Я набралась нахальства и спросила:
– А кто дежурил в те дни, девятого и десятого?
На ответ, если честно, я не очень-то рассчитывала. А что, он вполне мог сослаться на какую-нибудь служебную тайну.
Однако дежурный Быков продемонстрировал поразительную покладистость и вновь пододвинул к себе свой гроссбух:
– Девятого – Сафронов, десятого – Азраткин.
– А когда они будут дежурить в следующий раз?
– У нас дежурят по сменам, – он спрятал учетную книгу в стол, – значит, Сафронов будет завтра, а Азраткин послезавтра.

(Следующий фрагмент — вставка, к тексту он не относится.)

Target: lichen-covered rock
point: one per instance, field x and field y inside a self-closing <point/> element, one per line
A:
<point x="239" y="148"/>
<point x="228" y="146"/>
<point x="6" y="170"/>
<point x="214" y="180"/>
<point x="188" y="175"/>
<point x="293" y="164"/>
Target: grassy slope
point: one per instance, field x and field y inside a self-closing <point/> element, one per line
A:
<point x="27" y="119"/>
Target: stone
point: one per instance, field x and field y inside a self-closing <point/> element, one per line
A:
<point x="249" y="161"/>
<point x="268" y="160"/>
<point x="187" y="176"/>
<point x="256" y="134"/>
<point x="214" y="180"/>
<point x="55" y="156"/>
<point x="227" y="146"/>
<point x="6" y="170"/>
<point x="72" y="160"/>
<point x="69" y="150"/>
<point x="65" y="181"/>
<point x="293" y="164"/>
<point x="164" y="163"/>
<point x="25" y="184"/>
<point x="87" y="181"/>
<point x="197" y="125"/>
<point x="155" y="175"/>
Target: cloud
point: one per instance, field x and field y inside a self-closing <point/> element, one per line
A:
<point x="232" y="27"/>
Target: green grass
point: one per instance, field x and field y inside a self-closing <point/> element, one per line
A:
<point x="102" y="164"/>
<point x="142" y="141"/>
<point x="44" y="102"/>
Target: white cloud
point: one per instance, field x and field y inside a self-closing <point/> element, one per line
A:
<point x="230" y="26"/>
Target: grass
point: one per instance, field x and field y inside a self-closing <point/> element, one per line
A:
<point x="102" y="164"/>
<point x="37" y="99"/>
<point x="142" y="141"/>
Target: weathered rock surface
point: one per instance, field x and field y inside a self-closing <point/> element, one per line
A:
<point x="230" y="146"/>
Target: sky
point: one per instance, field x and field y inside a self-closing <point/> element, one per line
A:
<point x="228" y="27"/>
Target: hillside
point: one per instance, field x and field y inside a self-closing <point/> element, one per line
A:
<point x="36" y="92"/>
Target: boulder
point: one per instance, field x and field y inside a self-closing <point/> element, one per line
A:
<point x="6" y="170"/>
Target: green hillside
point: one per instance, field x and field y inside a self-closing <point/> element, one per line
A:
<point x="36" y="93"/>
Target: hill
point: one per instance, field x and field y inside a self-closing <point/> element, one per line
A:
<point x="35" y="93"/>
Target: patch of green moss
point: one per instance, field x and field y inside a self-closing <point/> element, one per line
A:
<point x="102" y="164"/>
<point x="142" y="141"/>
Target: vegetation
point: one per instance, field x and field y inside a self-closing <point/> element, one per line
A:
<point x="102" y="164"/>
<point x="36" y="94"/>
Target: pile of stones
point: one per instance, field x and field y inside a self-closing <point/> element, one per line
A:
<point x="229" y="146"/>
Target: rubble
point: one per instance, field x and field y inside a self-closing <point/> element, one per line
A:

– Спасибо, – прошептала я и вышла за дверь.
Остановилась у большого окна, выходящего на площадь, за которым было совсем темно. Только ларек, украшенный елочными гирляндами, подмигивал фонариками редким прохожим. Все, что мне оставалось, – вернуться в Москву, а я почему-то медлила, словно ждала чего-то.
– Иди на улицу, к ларькам, – приказал кто-то за моей спиной.
Я обернулась и увидела пожилую женщину в черном халате уборщицы. У женщины было простое широкое лицо.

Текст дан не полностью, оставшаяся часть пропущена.